Why did they do it? The answer, sad to say, is that they did it because crude national assertiveness and vengeance were popular with their electorates. Lloyd George had fought the ‘Kakhi election’ of 1918 on a ‘Make Germany Pay’ ticket, in which he personally did not believe. Clemenceau’s visceral hatred of Germany enjoyed strong public support in France and suited his presidential ambitions. Wilson had constantly to look over his shoulder at a suspicious and insular public and a hostile Republican-controlled Congress. A century before, in the aftermath of the Napoleonic wars, professional diplomats had settled the fate of nations at the Congress of Vienna with minimal outside interference and correspondingly greater freedom to compromise. They did not have to cope with newspaper reporters and telegraph lines. The Congress of Vienna has had a bad press, but its work lasted longer and caused a good deal less bloodshed than the Paris Conference.

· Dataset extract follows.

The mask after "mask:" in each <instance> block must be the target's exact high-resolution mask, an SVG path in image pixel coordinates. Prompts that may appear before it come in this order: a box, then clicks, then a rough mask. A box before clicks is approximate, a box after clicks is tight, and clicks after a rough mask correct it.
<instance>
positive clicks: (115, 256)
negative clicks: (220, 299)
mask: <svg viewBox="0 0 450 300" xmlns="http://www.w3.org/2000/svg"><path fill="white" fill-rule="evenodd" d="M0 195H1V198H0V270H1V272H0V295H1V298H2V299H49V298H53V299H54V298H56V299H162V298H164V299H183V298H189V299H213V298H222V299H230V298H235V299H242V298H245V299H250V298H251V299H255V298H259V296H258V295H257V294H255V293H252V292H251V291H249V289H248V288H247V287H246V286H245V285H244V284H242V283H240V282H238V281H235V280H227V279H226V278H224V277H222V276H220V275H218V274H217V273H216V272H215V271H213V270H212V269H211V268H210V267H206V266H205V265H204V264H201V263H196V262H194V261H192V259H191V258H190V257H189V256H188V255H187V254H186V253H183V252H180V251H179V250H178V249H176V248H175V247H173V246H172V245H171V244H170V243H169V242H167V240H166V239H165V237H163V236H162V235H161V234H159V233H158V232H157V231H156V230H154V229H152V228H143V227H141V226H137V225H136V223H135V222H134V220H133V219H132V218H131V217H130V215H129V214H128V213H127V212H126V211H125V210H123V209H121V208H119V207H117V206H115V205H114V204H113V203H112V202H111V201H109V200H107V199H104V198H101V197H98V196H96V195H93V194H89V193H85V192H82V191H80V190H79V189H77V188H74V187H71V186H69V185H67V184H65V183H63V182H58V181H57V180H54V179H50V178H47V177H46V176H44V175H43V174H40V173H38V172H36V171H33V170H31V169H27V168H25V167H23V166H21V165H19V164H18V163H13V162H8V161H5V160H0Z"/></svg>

These are the first four volumes to appear of an ambitious publishing venture which will eventually comprise some 32 biographies of the leading participants in the Paris Peace Conference, one for each of the nations engaged. The conception is magnificent. Judging by this first sample, the execution will be patchier, but the best are outstanding. Lloyd George, by Alan Sharp, is shrewd, incisive and learned, a masterpiece of analytical narrative by a notable authority on the international relations of the period. The biographical format works well for Lloyd George, who dominated the Conference in a way that no other national leader did.

Andrew Mango’s volume on Turkey is in the same class. The biographical format does not work at all here and Mango has sensibly abandoned it. The dominant figure of postwar Turkey, Kemal Atatürk, had nothing to do with the Paris Conference and was largely instrumental in Turkey’s repudiation of its work. Mango, who has written one of the best modern lives of Ataturk, is a serious scholar of modern Turkey, and his work is full of thought-provoking reflections on the long-term legacy of the first world war for Europe’s closest Islamic neighbour.

The weakest volumes are inevitably those on Germany and Austria. Inevitably, because the treaties were simply imposed on them with minimal negotiation. The Treaty of Versailles was being publicly repudiated by German politicians even as the document was being signed by the middle-ranking functionary sent to France for the purpose. Neither Friedrich Ebert, the President of the German revolutionary government, nor Karl Renner, the elastic and durable politician who emerged from the ruins of post-war Austria, had done much to shape the peace. The authors of their volumes have struggled against the format, trying to combine a diplomatic history of the German-speaking states with the lives of comparatively humdrum politicians. The result is at times informative, but ultimately unsatisfactory. Perhaps it would have been better to follow Mango’s example and leave personalities out of it.

These books form part of a series called Makers of the Modern World. Publishers’ titles of this kind are often little more than puffing. But this series earns its puff. ‘In victory, magnanimity’ was the motto of Churchill’s history of the second world war. These books are a sombre confirmation of its wisdom, and required reading for any one who wants to understand how the world has got where it has.